|NY Times photo|
For three days now, I have been following on Twitter--and whatever mainstream news media coverage that has been available--the public protests and calls for the ouster of President Hosni Mubarak in Egypt. This is a breathtaking, gut-wrenching and fascinating development. Taking cues from the civilian uprising in Tunisia that brought down that corrupt government, Egyptian civilians have engaged in a mostly nonviolent protest in their nation's capital, Cairo. Their call for a million-citizen march in Cairo on Tuesday may mark a pivotal point in their call for Mubarak's resignation and the beginning of a more free and, possibly, democratic government.
It's worth noting that this effort is, in comparison to citizen or group militias, a nonviolent protest of citizens crying out for change after 30 years of living with police brutality and corruption. Here is one more example of the power of people who assemble and act nonviolently (though there has been some violence and will be even in nonviolent struggles because not all are highly disciplined and sometimes respond violently to violence inflicted).

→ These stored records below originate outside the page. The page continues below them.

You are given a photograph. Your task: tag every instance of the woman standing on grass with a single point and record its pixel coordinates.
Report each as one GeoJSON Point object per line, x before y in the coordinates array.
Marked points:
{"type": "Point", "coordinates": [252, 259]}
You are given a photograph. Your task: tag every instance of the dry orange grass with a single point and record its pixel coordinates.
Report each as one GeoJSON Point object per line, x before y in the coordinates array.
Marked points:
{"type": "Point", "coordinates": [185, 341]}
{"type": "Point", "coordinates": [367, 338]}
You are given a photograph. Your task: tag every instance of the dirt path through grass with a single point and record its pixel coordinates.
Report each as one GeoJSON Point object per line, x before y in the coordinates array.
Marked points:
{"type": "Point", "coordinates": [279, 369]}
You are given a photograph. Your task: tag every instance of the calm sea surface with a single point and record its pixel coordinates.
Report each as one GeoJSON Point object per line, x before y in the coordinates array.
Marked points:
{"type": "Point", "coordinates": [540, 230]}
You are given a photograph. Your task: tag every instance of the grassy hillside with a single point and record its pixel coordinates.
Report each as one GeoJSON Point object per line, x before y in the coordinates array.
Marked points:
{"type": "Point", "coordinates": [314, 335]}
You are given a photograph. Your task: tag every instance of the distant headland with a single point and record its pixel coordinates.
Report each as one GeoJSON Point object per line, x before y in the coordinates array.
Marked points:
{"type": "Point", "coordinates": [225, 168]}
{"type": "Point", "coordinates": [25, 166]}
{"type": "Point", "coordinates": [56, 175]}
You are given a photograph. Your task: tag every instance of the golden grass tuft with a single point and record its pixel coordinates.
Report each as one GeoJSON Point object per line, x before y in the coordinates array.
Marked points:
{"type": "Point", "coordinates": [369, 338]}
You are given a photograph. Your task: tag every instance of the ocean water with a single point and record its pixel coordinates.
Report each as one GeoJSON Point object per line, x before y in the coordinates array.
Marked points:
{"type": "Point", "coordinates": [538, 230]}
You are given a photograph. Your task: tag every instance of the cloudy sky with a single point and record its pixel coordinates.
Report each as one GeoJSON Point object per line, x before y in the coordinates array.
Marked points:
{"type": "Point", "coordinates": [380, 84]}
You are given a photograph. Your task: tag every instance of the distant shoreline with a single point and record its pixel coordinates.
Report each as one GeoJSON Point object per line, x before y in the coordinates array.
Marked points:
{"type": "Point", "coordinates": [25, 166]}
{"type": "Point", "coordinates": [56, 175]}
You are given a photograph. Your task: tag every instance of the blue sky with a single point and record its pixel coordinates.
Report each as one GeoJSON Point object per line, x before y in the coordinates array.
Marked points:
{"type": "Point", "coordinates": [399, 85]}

It is lamentable, to me, that the USA leadership has long supported Mubarak's regime as it has. Mubarak is but one of many leaders whose regimes who make no pretense of legitimate democracy and engage in routine abuses. It is encouraging to me that President Obama has finally called for (too late?) for Mubarak's government to no longer disrupt these protests and to restore communications and to make necessary changes that people are calling for.